I knew I shouldn’t be out late at night. But now I felt like tempting fate, or perhaps making it, and I felt as if it didn’t matter. I could win any fight I got into.
Yes, I know that’s a fast way to get shot, but it also proved to be a good way to avoid being molested. As strange as it might sound, people generally don’t mess with you if you look like you’re ready to beat them up. Confidence goes a long way. And I felt it, in a way I hadn’t before.

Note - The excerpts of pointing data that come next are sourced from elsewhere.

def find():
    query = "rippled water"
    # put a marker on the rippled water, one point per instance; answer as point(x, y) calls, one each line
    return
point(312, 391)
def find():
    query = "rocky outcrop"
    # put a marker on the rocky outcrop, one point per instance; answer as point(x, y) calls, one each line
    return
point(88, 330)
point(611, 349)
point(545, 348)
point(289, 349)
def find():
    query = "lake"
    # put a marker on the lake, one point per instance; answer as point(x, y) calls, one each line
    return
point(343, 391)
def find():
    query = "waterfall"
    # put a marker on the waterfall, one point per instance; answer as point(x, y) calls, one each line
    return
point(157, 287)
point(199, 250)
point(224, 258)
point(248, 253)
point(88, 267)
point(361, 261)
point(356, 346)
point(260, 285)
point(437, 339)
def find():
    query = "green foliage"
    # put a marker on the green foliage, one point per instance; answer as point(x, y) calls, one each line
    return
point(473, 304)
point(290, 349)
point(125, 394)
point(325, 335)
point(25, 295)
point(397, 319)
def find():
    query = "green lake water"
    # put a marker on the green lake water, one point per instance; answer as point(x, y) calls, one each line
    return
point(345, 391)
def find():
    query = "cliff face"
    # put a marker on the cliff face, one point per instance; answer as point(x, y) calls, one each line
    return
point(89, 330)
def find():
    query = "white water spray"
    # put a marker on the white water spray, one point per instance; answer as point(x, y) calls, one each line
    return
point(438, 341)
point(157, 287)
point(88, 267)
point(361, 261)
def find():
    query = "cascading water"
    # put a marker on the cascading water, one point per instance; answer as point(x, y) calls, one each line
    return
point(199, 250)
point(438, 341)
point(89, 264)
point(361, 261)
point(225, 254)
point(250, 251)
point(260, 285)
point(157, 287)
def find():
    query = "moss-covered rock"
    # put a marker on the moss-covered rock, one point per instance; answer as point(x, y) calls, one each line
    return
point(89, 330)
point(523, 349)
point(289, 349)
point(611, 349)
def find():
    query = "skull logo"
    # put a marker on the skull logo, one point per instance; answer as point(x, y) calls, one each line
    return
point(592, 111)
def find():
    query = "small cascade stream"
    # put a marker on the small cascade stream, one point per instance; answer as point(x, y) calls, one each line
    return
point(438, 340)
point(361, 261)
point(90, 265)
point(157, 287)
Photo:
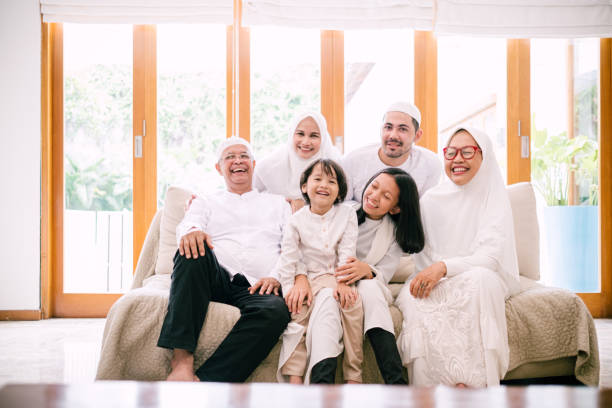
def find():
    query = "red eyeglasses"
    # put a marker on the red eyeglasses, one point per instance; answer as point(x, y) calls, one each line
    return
point(467, 152)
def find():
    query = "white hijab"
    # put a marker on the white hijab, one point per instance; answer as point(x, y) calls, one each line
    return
point(476, 218)
point(280, 172)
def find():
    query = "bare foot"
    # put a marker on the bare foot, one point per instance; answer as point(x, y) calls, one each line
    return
point(295, 379)
point(182, 366)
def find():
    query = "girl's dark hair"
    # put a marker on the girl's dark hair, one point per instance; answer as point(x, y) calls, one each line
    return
point(408, 226)
point(331, 168)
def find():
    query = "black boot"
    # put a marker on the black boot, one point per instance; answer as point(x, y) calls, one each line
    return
point(387, 355)
point(324, 372)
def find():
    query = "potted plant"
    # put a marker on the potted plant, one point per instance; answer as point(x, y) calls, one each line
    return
point(570, 231)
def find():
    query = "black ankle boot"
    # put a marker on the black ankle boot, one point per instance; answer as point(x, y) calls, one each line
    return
point(324, 372)
point(387, 355)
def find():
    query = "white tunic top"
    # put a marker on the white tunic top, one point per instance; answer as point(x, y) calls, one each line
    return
point(246, 230)
point(316, 244)
point(387, 265)
point(361, 164)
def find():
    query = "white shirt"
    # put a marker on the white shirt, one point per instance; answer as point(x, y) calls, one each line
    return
point(386, 267)
point(246, 230)
point(316, 244)
point(361, 164)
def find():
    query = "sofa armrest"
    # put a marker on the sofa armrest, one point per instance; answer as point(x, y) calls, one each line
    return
point(148, 255)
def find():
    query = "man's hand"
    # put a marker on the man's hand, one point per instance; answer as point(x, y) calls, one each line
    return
point(423, 283)
point(192, 244)
point(352, 271)
point(265, 286)
point(345, 295)
point(299, 293)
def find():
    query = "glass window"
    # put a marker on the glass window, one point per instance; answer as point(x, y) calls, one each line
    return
point(97, 158)
point(285, 81)
point(564, 166)
point(191, 106)
point(472, 89)
point(378, 70)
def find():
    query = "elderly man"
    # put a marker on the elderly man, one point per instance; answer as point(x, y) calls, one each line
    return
point(400, 130)
point(245, 228)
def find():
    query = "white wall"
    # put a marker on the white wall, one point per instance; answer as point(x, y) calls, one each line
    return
point(20, 48)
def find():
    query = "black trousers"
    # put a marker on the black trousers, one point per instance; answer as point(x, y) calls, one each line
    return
point(197, 282)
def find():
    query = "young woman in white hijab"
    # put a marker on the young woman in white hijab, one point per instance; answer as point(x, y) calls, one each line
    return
point(454, 330)
point(307, 141)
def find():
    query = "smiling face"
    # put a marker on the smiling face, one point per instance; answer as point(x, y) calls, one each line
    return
point(458, 169)
point(322, 190)
point(381, 196)
point(307, 138)
point(236, 167)
point(398, 134)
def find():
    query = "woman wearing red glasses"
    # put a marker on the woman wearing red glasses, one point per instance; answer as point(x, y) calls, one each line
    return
point(454, 330)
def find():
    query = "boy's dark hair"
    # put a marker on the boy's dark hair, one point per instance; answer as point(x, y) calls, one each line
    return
point(331, 168)
point(409, 233)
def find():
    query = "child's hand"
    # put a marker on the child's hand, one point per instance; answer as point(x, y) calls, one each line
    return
point(345, 295)
point(352, 271)
point(299, 293)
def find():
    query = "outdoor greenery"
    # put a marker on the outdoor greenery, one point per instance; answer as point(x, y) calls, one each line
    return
point(191, 124)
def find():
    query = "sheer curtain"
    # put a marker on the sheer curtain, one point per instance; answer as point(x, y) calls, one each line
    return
point(340, 14)
point(499, 18)
point(525, 18)
point(137, 11)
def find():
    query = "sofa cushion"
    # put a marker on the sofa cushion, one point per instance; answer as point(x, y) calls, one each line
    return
point(526, 230)
point(174, 211)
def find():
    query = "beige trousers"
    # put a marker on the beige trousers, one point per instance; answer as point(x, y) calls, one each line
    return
point(352, 325)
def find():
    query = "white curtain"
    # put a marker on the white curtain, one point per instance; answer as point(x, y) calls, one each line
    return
point(137, 11)
point(525, 18)
point(500, 18)
point(340, 14)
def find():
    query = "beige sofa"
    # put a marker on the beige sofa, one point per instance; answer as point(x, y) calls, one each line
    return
point(550, 331)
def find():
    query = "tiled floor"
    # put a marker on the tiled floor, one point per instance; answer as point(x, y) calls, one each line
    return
point(67, 350)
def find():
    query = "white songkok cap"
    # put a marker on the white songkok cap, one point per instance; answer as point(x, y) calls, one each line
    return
point(231, 141)
point(407, 108)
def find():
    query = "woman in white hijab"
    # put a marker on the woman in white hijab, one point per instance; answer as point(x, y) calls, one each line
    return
point(454, 329)
point(307, 141)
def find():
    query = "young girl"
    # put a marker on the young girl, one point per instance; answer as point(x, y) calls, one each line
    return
point(389, 224)
point(317, 239)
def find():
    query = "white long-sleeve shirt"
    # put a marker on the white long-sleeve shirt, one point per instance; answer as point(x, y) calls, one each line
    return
point(385, 268)
point(361, 164)
point(318, 242)
point(246, 230)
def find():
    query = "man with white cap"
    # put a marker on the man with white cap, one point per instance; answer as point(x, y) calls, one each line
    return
point(245, 229)
point(399, 133)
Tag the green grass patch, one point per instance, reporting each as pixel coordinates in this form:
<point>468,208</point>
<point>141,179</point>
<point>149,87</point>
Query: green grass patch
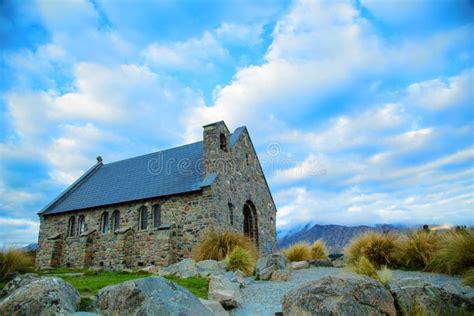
<point>91,282</point>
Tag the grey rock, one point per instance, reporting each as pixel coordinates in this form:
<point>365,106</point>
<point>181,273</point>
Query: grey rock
<point>339,262</point>
<point>266,265</point>
<point>298,265</point>
<point>40,296</point>
<point>343,294</point>
<point>236,277</point>
<point>321,263</point>
<point>184,269</point>
<point>148,296</point>
<point>225,292</point>
<point>214,307</point>
<point>412,294</point>
<point>281,275</point>
<point>207,268</point>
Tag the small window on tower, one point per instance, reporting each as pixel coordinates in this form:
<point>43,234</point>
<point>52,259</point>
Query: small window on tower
<point>223,142</point>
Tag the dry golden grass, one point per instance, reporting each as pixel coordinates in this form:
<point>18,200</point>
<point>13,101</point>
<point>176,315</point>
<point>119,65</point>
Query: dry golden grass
<point>318,250</point>
<point>416,250</point>
<point>216,245</point>
<point>241,259</point>
<point>379,249</point>
<point>14,260</point>
<point>455,254</point>
<point>298,252</point>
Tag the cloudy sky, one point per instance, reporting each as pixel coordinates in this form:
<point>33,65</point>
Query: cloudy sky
<point>362,112</point>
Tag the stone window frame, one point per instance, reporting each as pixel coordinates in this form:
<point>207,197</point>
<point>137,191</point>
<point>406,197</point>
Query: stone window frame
<point>157,209</point>
<point>71,226</point>
<point>231,213</point>
<point>223,142</point>
<point>104,223</point>
<point>142,220</point>
<point>81,224</point>
<point>115,220</point>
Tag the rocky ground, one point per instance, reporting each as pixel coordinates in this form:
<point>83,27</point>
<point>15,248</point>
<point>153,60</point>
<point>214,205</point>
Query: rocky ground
<point>264,297</point>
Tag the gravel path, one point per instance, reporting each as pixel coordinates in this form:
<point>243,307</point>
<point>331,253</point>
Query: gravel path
<point>263,298</point>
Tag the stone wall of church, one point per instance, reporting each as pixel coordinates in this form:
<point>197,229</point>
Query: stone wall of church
<point>183,219</point>
<point>240,180</point>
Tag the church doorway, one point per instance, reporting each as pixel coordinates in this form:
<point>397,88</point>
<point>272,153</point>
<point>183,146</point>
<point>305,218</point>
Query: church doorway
<point>251,221</point>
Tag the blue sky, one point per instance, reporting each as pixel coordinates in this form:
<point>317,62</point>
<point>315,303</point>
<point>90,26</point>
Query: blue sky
<point>362,112</point>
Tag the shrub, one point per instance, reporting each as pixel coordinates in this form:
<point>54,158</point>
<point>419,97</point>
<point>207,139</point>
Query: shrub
<point>14,260</point>
<point>241,259</point>
<point>318,250</point>
<point>468,278</point>
<point>298,252</point>
<point>378,248</point>
<point>365,267</point>
<point>417,249</point>
<point>455,254</point>
<point>216,245</point>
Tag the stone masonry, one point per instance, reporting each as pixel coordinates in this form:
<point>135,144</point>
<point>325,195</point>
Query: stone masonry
<point>238,199</point>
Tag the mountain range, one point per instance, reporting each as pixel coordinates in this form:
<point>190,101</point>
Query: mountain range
<point>336,237</point>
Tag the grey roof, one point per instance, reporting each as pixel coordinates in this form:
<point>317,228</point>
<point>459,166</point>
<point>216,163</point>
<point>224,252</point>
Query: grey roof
<point>168,172</point>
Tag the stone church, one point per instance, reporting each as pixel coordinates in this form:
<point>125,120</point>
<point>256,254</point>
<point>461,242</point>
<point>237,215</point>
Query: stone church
<point>152,209</point>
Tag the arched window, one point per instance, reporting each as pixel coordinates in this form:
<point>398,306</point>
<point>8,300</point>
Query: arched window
<point>143,218</point>
<point>115,220</point>
<point>104,223</point>
<point>82,224</point>
<point>223,142</point>
<point>157,216</point>
<point>71,226</point>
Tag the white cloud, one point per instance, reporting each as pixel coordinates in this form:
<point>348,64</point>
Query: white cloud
<point>239,33</point>
<point>196,54</point>
<point>443,93</point>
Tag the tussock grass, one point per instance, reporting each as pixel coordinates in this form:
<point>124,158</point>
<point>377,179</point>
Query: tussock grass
<point>14,260</point>
<point>384,275</point>
<point>455,254</point>
<point>318,250</point>
<point>468,278</point>
<point>378,248</point>
<point>241,259</point>
<point>217,245</point>
<point>416,250</point>
<point>298,252</point>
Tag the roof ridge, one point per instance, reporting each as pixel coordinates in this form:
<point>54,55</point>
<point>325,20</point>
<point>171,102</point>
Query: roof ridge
<point>153,153</point>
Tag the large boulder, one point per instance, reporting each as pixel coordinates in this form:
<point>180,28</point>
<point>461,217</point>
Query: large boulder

You might wonder how I’d gone six months without knowing I could fight? I’d been smart enough not to get into any. Until now, and now I was looking for them. Looking for ways to explore exactly what I could do. I stopped outside the pawn shop again, wondering how that ceremonial sword would feel in my hands.
Nah. Nobody used swords these days. I’d just gone to a lot of self defense classes. But I knew in my heart that wasn’t it.
The horn. It was there again, then gone, but I knew now it was just…something to distract me. Maybe something intentionally to drive me crazy, not in the literal mental insanity sense, but in the sense of making me not think straight, want to hurt things. If that was the case, it had succeeded. I sure as heck wanted to hurt things. And didn’t particularly care if they hurt me back.
Tyr’s rune.
Justice. I toyed with the idea of being a vigilante for a moment, but this was the real world. People who tried that kind of thing usually got yelled at by the cops at best, arrested at worst. There were a few who’d gained a sort of local notoriety and were tolerated.
Reals, they called them. Real superheroes. And I toyed with it, because it would be more productive than wandering through Northeast at night half hoping somebody would try to mug me.
Somebody had tried to kill me. That meant I was important in some way I couldn’t remember. Somebody would try again, and I knew who I needed to talk to.
Somebody who might know how to deal with Mr. Otter.